A “free” Internet is free from government control over its content.
A “free” Internet is governed by Western or “democratic” legal norms.
As it turns out, the US Internet meets neither of these criteria.
Freedom… from state control?
The State Department does not mean an Internet free from state control. Internet users in the US are not “free” to post copyrighted content, circulate child pornography, or engage in sex work. US government action will remove this content through court orders on service providers (and users will often face legal repercussions, as well).
Where some countries use primarily technical means to moderate Internet content (think China's “great firewall”), the US uses mainly legal pressure,
civil forfeiture, and, when necessary, arrests. Since China and the US have different political systems, histories, and political aims, we see a different set of rules around content and different means for enforcing those rules. But the US Internet is not free from state control in any meaningful sense.Freedom… from undemocratic norms?
If “Internet freedom” doesn’t mean freedom from state control, perhaps it means that due process and other US legal norms underlie how the US government exerts its control?
Well, the US federal government regularly seizes domains without due process. Consider the case of Dajaz1.com (reproduced from Kopel, 2013):
ICE agents relied on statements by representatives in the Recording Industry Association of America (“RIAA”) in seizing the site…. Dajaz1 and its representatives incessantly tried to seek information from ICE and the prosecutors regarding the status of the site, but to no avail because the government had sealed the records…
Although this action of seizing a website may sound like a “digital Guantanamo,” the process of seizing property (in rem) without any prior notice and without any opportunity for the party of interest to contest the original seizure (ex parte) has happened to thousands of domain names by the federal government...
So much for that theory.
What’s at the bottom of Internet freedom?
It's not clear that the Internet has ever been free from control by state power. In 1984, the US invented a notion of criminality for the web—a bill that later became the Computer Fraud and Abuse Act.
Before that, the US government built the Internet in the 1960s through their funding ARPANET. So states have been exerting power and control over the Internet as long as the Internet's been around. And, as much as some in the blockchain space like to think their tools will challenge states more than today’s Internet infrastructure, I doubt it.It’s not clear to me that freedom from state-like power is possible on the Internet. Are there parts of the Internet that are ungovernable by any state? If there were, I’d argue that whatever structure controls them would effectively be wielding state-like power. That’s a topic for another post.
So the question about state control of the Internet is not “should it exist.” I don’t believe that “freedom as in sovereignty from states” is a realistic or desirable goal for Internet governance.
The question is, who gets to make the rules? Who decides who gets to make the rules? Whose power matters—and whose doesn’t?
That’s what this great, ongoing conflict is all about.

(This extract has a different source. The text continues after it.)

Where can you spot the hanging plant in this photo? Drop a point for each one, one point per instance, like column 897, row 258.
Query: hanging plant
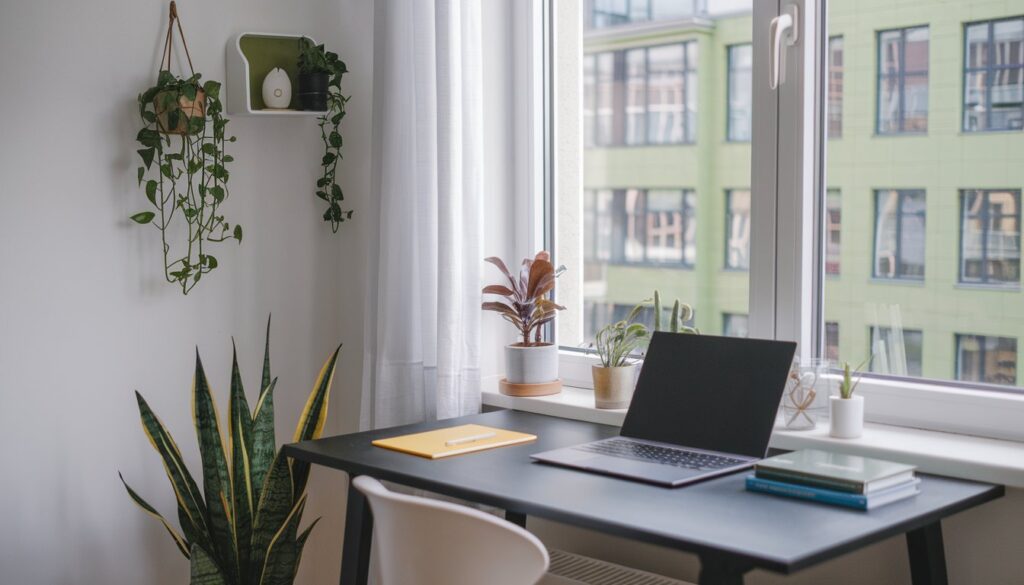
column 184, row 168
column 320, row 89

See Freedom House’s Freedom on the Internet ranking for the US, which deducted one point for copyright-motivated takedowns (B2). As if copyright were apolitical.
Isaiah Berlin. "Two concepts of liberty." Oxford University Press (1969).
Including hauling tech CEOs in front of Congress.
Karen Kopel. “Operation seizing our sites: How the federal government is taking domain names without prior notice.” Berkeley Tech. LJ 28 (2013): 859.